The Neiman Marcus chain was sold for $6 million to private investors. The sale to Ares Management and Canadian Pension Plan is expected to close by the end of the year.
Ares Management specializes in purchasing struggling companies. Canadian Pension Plan primarily invests in real estate. Both companies will own an equal share of the luxury retail chain.
As reported by USA Today, the new owners plan to invest in the continuation and growth of Neiman Marcus.
TPG Capital and Warburg Pincus have owned the retail chain since 2005. The sale comes after exploring a number of options, including an initial public offering.
Faith Hope Consolo, of Douglas Elliman Real Estate, says TPG and Warburg have made several attempts to “exit their investment.” The company continues to make a profit. However, sales have decreased since last year.

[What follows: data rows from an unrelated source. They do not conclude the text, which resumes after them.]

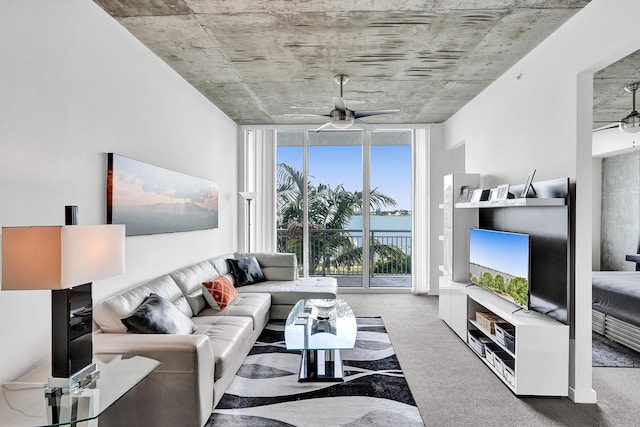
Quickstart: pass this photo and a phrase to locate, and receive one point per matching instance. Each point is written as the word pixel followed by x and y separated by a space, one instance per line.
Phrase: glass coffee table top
pixel 320 324
pixel 320 328
pixel 24 403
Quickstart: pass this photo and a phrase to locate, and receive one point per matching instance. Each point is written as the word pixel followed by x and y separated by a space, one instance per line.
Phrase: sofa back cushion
pixel 189 280
pixel 158 315
pixel 108 313
pixel 275 266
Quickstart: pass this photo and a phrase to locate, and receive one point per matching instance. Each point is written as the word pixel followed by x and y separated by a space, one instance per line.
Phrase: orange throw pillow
pixel 219 293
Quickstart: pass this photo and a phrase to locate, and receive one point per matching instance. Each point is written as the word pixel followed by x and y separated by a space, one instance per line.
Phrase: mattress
pixel 617 293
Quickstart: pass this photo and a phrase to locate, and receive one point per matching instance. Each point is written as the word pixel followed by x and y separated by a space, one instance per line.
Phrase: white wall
pixel 76 85
pixel 543 121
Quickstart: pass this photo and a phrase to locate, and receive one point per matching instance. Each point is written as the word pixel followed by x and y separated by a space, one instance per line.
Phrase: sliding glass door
pixel 323 181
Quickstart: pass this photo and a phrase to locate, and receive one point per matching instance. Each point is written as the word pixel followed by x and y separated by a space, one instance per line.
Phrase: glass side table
pixel 27 402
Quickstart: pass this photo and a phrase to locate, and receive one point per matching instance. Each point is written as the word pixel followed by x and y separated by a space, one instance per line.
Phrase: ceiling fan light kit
pixel 631 123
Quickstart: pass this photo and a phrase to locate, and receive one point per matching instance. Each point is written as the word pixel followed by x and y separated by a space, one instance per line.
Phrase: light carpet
pixel 607 353
pixel 266 391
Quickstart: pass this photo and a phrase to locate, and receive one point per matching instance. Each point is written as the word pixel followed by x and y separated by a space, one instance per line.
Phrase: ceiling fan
pixel 342 117
pixel 631 122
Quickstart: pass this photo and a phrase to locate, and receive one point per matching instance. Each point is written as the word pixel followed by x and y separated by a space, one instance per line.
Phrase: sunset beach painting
pixel 150 200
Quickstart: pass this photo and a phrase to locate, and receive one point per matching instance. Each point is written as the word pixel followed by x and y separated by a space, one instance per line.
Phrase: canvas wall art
pixel 149 199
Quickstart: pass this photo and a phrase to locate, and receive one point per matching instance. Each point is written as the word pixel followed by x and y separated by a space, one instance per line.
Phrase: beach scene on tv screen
pixel 500 262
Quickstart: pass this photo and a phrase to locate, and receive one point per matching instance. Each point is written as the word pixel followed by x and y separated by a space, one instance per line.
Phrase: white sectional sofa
pixel 197 368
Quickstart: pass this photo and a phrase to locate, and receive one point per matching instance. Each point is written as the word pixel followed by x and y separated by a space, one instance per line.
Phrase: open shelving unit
pixel 539 362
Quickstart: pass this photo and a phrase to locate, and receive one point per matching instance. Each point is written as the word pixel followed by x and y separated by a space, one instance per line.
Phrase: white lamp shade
pixel 60 257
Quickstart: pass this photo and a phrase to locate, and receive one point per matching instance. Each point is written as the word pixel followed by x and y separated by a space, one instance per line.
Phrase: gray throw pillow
pixel 158 315
pixel 245 271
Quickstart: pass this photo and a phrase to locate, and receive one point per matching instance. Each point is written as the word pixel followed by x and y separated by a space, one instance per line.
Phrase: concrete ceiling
pixel 610 101
pixel 272 61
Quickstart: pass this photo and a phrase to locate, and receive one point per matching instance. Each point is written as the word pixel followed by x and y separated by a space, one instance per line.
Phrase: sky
pixel 334 165
pixel 506 252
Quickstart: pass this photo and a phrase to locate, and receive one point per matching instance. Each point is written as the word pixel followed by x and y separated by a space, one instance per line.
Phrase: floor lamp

Mark Cohen of Columbia Business School says the deal will be positive for Neiman Marcus. He explains that their “seasoned management bench” will help the company remain competitive through the change.

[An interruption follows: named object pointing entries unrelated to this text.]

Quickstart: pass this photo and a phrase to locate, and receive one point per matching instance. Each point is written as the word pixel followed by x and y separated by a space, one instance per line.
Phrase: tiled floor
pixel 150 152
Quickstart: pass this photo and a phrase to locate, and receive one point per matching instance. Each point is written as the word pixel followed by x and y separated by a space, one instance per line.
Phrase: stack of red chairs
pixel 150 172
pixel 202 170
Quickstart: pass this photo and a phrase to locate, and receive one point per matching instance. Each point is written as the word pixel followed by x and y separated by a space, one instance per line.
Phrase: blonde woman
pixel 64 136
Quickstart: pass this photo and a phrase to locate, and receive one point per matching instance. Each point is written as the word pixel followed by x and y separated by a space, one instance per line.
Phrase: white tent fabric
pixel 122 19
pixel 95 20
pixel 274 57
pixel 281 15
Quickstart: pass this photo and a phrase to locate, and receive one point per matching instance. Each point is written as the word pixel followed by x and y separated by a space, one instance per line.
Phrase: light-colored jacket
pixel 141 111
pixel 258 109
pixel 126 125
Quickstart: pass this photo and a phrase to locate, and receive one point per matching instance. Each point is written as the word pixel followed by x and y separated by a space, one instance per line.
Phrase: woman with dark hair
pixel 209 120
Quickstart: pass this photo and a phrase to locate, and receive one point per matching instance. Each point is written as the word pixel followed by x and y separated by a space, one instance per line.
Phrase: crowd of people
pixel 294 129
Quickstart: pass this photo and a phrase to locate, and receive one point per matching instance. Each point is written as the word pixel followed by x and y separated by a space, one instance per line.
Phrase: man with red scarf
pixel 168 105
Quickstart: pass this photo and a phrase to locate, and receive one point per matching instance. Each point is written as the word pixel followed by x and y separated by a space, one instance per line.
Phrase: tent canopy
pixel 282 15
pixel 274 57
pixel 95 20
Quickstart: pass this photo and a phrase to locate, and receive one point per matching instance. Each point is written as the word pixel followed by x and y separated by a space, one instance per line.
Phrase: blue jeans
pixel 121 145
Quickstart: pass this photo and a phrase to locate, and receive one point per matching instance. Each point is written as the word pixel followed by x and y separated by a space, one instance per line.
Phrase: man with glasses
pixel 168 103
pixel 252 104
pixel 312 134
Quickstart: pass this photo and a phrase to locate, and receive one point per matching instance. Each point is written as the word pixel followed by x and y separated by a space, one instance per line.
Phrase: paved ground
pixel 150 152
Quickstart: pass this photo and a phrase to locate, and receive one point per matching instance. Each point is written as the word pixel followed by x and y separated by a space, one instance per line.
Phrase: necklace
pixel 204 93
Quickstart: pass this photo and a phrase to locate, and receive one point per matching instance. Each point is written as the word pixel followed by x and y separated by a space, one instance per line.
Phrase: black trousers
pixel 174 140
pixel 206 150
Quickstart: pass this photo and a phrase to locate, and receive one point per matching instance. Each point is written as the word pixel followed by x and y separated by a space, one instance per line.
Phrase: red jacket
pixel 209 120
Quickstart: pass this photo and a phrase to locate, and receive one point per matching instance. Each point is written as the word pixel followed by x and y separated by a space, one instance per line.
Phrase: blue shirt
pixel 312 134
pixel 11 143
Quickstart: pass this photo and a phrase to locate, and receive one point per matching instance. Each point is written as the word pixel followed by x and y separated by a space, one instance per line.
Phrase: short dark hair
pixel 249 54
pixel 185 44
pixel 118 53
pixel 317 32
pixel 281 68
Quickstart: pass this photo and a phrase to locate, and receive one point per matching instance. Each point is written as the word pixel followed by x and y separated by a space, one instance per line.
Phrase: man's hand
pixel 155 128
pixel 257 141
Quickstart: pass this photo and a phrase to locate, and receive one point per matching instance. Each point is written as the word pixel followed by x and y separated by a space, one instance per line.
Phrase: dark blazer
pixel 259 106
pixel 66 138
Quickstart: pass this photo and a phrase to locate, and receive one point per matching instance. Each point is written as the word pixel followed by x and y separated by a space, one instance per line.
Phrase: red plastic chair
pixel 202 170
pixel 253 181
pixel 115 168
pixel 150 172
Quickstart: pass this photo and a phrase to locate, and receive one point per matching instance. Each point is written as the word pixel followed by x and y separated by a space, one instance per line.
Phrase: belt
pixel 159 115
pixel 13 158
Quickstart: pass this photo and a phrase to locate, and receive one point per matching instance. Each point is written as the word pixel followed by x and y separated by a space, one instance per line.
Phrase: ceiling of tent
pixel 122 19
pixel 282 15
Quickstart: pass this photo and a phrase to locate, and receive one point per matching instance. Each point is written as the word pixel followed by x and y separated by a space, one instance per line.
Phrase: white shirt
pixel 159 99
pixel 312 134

Neiman Marcus’ remained competitive through the recession by adding online shopping and customer loyalty programs. Their reputation for providing great customer service is unprecedented.
The luxury retail chain is base in Dallas, Texas.
As reported by ABC News, Neiman Marcus was founded by Herbert Marcus Sr., Carrie Marcus, and A.L. Neiman, in 1907.
Broadway-Hale purchased the company in 1969. Following the purchase, Neiman Marcus expanded to other states.
There are currently 79 Neiman Marcus stores nationwide. They also offer many of their products online.
One of Neiman Marcus’ biggest competitors, Saks Fifth Avenue, was also recently sold. Saks Incorporated was sold to Hudson’s Bay Company for $2.4 billion. Hudson’s Bay owns luxury retailer Lord & Taylor.
The sale of Neiman Marcus is expected to give the company a boost in their competition with luxury retailers nationwide.